I like the idea of the 80w as they'll span the length of the tank better.

2 x 80w gives me just over 1wpg which isn't high-light. But I'll be growing easy plants - mainly swords. No carpets or demanding stems (too much maintenance and not suited for discus IMO).

I'll be using CO2, a good substrate etc.

So basically I'm after reassurance that 2 x 80w will be enough.

Here's the unit - http://www.theaquariumsolution.com/?q=node/95 with Giesemann Midday 6000K tubes

Your thoughts welcome.


----------



## Newt (Apr 1, 2004)

Giesemann recommends mixing their Midday bulb with their plant bulb, the Aquaflora.

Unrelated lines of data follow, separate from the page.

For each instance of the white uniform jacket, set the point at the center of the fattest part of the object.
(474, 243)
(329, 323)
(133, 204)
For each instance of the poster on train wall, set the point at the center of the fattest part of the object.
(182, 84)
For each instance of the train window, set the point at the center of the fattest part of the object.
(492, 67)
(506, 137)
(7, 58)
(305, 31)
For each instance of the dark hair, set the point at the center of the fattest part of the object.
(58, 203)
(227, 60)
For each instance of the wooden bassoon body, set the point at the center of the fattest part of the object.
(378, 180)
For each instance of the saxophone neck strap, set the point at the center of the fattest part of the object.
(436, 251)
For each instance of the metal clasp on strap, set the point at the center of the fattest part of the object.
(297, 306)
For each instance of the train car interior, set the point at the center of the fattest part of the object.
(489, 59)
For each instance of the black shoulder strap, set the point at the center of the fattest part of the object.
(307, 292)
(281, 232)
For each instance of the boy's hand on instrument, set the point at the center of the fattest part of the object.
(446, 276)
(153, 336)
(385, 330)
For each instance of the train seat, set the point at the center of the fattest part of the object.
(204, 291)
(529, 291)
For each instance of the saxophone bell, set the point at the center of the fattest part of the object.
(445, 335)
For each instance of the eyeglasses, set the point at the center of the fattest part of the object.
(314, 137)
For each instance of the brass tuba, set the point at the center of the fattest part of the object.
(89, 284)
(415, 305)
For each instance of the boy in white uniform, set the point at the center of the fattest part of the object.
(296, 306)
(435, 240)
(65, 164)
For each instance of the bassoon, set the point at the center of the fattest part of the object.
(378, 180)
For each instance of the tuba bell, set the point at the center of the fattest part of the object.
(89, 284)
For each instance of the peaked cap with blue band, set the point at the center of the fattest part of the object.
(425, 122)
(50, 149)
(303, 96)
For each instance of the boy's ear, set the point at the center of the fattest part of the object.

If the 80 watters fit the tank better go with those. What is the length of the 80 watt bulbs???

You may not need CO2 with that light level but it won't hurt anything either.


----------



## Brilliant (Jun 25, 2006)

Hi,
I have 48x18x24 and have been getting away with 2x54w T5HO. I have cabomba, swords, rotala, and some crypt in foreground.


----------



## gf225 (Mar 26, 2005)

Thanks.

Newt - 80w HO T5 are 1449mm. 5' = 1524mm.

I don't like the purple/pink rendition of the Aqua Flora. I understand they're supposed to be better for photosynthesis but IME plants grow fine in full-spectrum daylight-type lighting. 

Brilliant - that's reassuring, thanks. What tubes and reflectors are you using?


----------



## Brilliant (Jun 25, 2006)

Current USA 6500k in the Nova fixture, single reflector for all bulbs. I noticed yours has individual reflectors so this should be just fine.


----------



## gf225 (Mar 26, 2005)

Brilliant said:


> Current USA 6500k in the Nova fixture, single reflector for all bulbs. I noticed yours has individual reflectors so this should be just fine.


Yes, the reflectors look impressive too.

http://www.theaquariumsolution.com/files/Razor Reflector.pdf


----------



## Brilliant (Jun 25, 2006)

That is impressive! Takes away any doubt I had that they might be too close together. I kinda figured they were engineered properly.


----------



## ingg (Apr 8, 2007)

Brilliant,

I just bought one of those Novas as well, how do you like it so far? I got a 2x39 for a 30 gallon tanks, 36X12 footprint. 

I had originally thought I'd be able to retro individual relfectors into it if I wanted them, but it isn't wide enough... do you feel you should have bought a retro kit for the reflectors, or is the dual bulb wrap adequate?


----------



## Brilliant (Jun 25, 2006)

Hi,
I have two of the freshwater dual bulb Novas so far. Both on 30g 36x12 tanks. On this tank I feel the fixture is perfect. The price is right and you cant beat it. Now for my 36 inch 65g I am using something like the Nova retrofit kits but can probably get away with the same two bulbs. So to answer your question yes and no  This new project will really show me the value of good reflectors.


----------



## Dave Spencer (Mar 4, 2007)

gf225 said:


> Thanks.
> I don't like the purple/pink rendition of the Aqua Flora. I understand they're supposed to be better for photosynthesis but IME plants grow fine in full-spectrum daylight-type lighting.


I use a 24W linear T5 Geisemann Aquaflora alongside a Midday in a 60cm tank and I am very happy with the CRI. I suspect having two Middays would look that bit nicer, and they have a reasonable spike in both the blue side and orange red side of the spectrum.

Dave.


----------



## gf225 (Mar 26, 2005)

Cheers Dave.

I'll probably try a combination to see what I like best.


----------